The winter solstice marks where the days begin to get lighter, the moment in the mid-winter where spring feels possible. 2019 the winter solstice fell for the first time in 4 years on the 22nd December rather than the 21st so there was something in my bones that made me feel like this would be the first year to really celebrate it.
What does Solstice mean?
“The world ‘solstice’ comes from the Latin solstitium meaning ‘Sun stands still’, because the apparent movement of the Sun’s path north or south stops before changing direction. At the winter solstice, the apparent position of the Sun reaches its most southerly point against the background stars”
How To Celebrate the Winter Solstice?
You can see every year that 1000s of people descend on Stonehenge, the prehistoric monuments that are famous in the south of England. The stones are steeped in history and mythical properties, they are astronomically aligned with the sun and moon. No one really knows how this standing circle of stones got there or why. But throughout the UK there are other standing stone circles.
Celebrating the Winter Solstice Sunrise
We visited Castlerigg in Cumbria, around a 2-hour drive from Leeds. Arriving just before dawn, there were a few people around the stones and it was eerily peaceful. As the solstice and the stones are connected to the Pagan religion there were people in ceremonial clothes. A couple were beating a drum to welcome in the sunrise on the shortest day.

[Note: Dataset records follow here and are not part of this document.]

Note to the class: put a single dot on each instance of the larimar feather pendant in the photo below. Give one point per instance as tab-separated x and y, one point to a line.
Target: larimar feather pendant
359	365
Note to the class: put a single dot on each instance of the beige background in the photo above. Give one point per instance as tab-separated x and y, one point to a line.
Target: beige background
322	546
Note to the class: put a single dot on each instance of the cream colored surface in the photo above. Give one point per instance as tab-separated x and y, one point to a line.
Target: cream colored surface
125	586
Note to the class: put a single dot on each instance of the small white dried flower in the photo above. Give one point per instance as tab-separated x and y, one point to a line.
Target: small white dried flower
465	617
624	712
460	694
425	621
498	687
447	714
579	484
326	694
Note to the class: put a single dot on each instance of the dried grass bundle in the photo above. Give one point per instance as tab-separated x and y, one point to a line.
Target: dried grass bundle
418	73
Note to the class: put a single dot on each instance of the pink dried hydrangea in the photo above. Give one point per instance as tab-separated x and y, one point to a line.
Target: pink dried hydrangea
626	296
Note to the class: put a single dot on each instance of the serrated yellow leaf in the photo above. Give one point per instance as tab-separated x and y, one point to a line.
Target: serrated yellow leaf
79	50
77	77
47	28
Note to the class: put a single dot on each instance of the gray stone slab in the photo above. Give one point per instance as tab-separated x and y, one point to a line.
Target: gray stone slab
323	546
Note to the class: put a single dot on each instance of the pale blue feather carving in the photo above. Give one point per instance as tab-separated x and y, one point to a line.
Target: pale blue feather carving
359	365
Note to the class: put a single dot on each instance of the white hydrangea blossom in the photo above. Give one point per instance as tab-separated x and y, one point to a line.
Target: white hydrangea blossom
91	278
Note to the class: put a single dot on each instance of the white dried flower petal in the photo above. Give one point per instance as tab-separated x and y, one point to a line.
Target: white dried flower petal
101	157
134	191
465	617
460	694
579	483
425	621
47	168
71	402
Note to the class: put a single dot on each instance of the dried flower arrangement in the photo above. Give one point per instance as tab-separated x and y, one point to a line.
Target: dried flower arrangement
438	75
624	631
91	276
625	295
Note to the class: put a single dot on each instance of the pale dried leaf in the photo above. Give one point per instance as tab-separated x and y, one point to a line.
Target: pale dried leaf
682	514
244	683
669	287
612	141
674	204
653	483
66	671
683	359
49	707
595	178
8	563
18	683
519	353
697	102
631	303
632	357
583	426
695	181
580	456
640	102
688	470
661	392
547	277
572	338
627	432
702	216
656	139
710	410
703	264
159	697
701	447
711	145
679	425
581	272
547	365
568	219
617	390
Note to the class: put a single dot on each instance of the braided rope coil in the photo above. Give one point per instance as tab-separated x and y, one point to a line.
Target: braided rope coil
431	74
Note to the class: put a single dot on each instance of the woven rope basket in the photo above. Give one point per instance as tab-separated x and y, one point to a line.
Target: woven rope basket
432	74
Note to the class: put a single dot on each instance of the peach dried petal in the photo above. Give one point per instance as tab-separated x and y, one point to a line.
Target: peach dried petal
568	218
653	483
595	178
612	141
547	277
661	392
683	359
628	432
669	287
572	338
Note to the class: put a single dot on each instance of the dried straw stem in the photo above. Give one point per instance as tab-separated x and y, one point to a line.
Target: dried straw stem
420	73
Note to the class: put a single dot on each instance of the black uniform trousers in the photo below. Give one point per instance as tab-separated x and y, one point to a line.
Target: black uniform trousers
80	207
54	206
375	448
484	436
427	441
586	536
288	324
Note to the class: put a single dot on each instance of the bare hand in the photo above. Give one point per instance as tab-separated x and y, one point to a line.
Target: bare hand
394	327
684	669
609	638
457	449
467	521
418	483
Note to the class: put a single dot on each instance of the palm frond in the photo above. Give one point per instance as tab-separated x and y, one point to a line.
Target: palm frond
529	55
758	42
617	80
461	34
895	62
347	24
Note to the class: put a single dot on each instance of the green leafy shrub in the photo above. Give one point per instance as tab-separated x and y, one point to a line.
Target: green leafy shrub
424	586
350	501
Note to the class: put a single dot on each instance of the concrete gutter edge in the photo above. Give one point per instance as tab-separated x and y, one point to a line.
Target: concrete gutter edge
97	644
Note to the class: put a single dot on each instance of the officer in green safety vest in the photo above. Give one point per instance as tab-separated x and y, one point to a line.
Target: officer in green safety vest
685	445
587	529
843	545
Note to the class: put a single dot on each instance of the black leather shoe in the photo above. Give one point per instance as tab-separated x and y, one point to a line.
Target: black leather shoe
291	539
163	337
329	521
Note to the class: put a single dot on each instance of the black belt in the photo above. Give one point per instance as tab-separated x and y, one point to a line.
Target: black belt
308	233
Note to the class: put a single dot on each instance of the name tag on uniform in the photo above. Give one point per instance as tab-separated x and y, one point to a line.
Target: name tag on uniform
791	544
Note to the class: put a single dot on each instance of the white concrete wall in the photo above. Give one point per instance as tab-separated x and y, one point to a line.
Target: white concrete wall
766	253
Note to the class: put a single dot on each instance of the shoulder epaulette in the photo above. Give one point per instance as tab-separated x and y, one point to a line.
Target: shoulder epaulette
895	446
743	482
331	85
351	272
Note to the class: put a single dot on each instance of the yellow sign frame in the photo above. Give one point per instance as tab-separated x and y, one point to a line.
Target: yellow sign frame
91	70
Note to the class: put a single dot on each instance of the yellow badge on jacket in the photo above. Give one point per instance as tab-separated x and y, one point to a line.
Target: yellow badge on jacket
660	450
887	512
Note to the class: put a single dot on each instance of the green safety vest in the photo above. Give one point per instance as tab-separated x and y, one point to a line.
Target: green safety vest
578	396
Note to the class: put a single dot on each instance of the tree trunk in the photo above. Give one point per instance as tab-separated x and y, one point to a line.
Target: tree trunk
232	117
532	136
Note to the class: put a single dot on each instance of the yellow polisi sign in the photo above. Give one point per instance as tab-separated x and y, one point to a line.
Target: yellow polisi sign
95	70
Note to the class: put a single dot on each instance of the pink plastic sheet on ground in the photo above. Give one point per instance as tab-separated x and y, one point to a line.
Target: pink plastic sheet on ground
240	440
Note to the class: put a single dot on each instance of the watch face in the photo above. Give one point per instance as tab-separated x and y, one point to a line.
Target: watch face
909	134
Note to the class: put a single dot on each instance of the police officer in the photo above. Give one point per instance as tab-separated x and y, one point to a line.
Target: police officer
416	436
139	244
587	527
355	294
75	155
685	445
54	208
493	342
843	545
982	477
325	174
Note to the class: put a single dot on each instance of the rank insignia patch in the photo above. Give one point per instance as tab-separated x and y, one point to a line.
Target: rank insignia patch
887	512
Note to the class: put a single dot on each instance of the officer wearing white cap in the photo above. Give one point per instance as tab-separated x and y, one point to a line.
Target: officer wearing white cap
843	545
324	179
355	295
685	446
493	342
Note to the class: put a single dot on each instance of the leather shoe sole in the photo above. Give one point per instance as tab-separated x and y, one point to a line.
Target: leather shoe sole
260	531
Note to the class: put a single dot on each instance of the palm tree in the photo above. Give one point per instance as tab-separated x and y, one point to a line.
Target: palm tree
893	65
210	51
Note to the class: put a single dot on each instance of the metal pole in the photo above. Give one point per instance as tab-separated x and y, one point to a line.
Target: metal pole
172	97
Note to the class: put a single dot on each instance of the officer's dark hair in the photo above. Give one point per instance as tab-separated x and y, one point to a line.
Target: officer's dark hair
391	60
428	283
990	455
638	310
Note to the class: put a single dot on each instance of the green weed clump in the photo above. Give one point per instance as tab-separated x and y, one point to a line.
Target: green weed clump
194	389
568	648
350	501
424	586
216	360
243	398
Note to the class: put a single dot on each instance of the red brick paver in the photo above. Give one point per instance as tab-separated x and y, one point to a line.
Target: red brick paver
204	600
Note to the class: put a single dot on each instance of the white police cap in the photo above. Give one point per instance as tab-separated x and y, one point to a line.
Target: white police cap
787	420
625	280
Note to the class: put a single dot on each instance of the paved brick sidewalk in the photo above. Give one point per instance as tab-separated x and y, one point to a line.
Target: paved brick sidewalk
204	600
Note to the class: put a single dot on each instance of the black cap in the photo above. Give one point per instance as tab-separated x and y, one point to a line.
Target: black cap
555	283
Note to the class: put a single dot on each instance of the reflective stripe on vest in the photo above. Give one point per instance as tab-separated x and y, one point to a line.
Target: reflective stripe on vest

We stayed around 1 hour and from the darkness emerged the stone circle as well as the spectacular views of the Lake District. I didn’t take my camera bit did manage to snap a few pictures on my phone. I wanted to be present at the moment.
The winter solstice is the stillness before the Suns strength builds, and the days grow longer.
Celebrating the Winter Solstice Sunset
I ended the shortest how I started the longest day, buy swimming (just) in some very cold open water. The sunset quickly and we were wrapped up all cosy and warm again in the darkness.
There is something about wild swimming, it is cold and exhilarating. It releases all the endorphins and you feel alive afterwards. Only for the brave or the stupid, I am not quite sure. This time I joined in with a local community of wild swimmers who are truly wild as they swim in the cold water all year round.
I set my intentions for the new astrological year while in the water. Knowing it is the changing of the season and the return of brighter days are ahead.
Castlerigg is maintained by English Heritage, it is free and there is a little bit of parking next to the field.